Meinen Vorschlag am Wochenende, die Wertpapierpositionen zu überprüfen, um am Ende der Geschichte über Liquidität zu verfügen, wird viel diskutiert und ist heiß umstritten. Ich halte an meinem Vorschlag fest. Dazu eine grundsätzliche Bemerkung:
Aktien, die dramatisch verfallen sind, aber werthaltig bleiben, verkaufe ich nicht mehr. In der Versicherungsspekulation liege ich momentan schief, siehe ALLIANZ. Selbst wenn ich sechs Monate darin schief liegen sollte, so weiß ich, daß ich damit Geld verdienen werde. Aktien, die noch teuer sind und allgemein als werthaltig gelten, sind gleichwohl viel gefährdeter. Die geringste Warnung irgendeiner Art reicht aus, 20 % oder 30 % Discount herzuzaubern. Dafür sorgen schon die Hedge Funds, deren ALLIANZ-Ziel übrigens bei 90 E. liegen soll, wie ich gestern Abend aus London erfahren habe. Das Muster kennen Sie von DT. TELEKOM. Also:
Die wichtigste Liquidität steckt in den Titeln, die noch immer „gut bewertet“ sind. Zur Wiederholung: Mir geht es darum, daß Sie am Ende über Liquidität verfügen. Nur so werden Sie die Schieflagen nicht nur überwinden, sondern daraus sogar Nutzen ziehen können. Neubörsianer mögen daran zweifeln, was ich gern glaube. Dies merke ich an den Kommentaren, die mir per Email zugehen.

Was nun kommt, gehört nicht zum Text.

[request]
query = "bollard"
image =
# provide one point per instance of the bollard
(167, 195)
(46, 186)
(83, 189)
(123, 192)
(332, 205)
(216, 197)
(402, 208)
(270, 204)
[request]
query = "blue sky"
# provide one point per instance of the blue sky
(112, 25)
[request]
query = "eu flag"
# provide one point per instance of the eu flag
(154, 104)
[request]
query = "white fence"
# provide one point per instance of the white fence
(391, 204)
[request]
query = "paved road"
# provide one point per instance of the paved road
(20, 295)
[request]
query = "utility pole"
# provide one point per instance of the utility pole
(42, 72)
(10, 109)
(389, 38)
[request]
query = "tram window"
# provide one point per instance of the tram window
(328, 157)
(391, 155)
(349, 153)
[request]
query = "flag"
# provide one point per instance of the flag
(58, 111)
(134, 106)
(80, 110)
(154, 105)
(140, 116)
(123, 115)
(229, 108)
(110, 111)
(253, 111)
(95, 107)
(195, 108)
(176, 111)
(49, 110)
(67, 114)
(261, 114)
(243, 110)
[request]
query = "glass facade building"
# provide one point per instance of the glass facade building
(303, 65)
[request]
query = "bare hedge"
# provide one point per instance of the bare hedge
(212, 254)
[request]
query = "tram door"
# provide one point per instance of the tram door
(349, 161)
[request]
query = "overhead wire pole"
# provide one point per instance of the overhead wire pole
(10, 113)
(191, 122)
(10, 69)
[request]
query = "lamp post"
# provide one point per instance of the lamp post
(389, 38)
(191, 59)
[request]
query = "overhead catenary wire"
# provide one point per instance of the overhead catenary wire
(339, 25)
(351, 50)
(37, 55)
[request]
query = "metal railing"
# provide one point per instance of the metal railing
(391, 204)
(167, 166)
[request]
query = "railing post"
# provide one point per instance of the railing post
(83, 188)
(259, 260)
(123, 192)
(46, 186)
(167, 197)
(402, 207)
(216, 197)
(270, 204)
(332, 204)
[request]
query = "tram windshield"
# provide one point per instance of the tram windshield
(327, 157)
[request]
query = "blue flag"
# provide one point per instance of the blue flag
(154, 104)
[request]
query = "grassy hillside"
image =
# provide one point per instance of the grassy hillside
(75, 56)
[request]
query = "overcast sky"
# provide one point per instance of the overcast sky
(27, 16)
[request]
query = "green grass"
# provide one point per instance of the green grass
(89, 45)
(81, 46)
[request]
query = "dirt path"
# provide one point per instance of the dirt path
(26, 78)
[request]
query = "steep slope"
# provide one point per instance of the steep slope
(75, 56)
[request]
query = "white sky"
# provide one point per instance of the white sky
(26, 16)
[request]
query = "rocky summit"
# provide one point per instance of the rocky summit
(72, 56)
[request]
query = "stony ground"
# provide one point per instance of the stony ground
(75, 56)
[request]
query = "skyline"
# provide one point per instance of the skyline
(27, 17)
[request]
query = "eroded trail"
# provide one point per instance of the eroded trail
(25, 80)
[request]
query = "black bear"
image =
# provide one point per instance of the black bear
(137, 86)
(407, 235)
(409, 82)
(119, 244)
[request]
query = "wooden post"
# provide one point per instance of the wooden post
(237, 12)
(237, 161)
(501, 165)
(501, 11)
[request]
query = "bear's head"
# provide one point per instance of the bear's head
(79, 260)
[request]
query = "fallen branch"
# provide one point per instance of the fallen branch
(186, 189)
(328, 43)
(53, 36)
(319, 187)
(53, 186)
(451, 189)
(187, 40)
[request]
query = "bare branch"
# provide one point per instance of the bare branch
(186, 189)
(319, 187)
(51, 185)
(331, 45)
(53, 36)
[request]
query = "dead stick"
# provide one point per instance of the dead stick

Wie weit schwächt sich die amerikanische Wirtschaft ab? Die gestern genannten Zahlen für die Industrieproduktion mit - 0,3 % für August haben mich im ersten Moment auch überrascht. Dem bin ich nachgegangen. Hauptursache ist der Rückgang der Energieversorgung um 2,5 % zum Vormonat, wo der Anstieg bei 2,4 % lag, und dafür für Juli über normal. Schlecht ist der Rückgang in der Produktion für Investitionsgüter um 0,4 %. Sollte sich dies fortsetzen, würde ich darin ein Anzeichen für ein double dip sehen. Nehmen Sie das heutige „Handelsblatt“ mit der zyklischen Grafik zu diesem Thema. Daran erkennen Sie die relativ bescheidene Korrektur, die den gesamten Trend zeigt. Bau und Verteidigung legten übrigens um 0,6 % zu.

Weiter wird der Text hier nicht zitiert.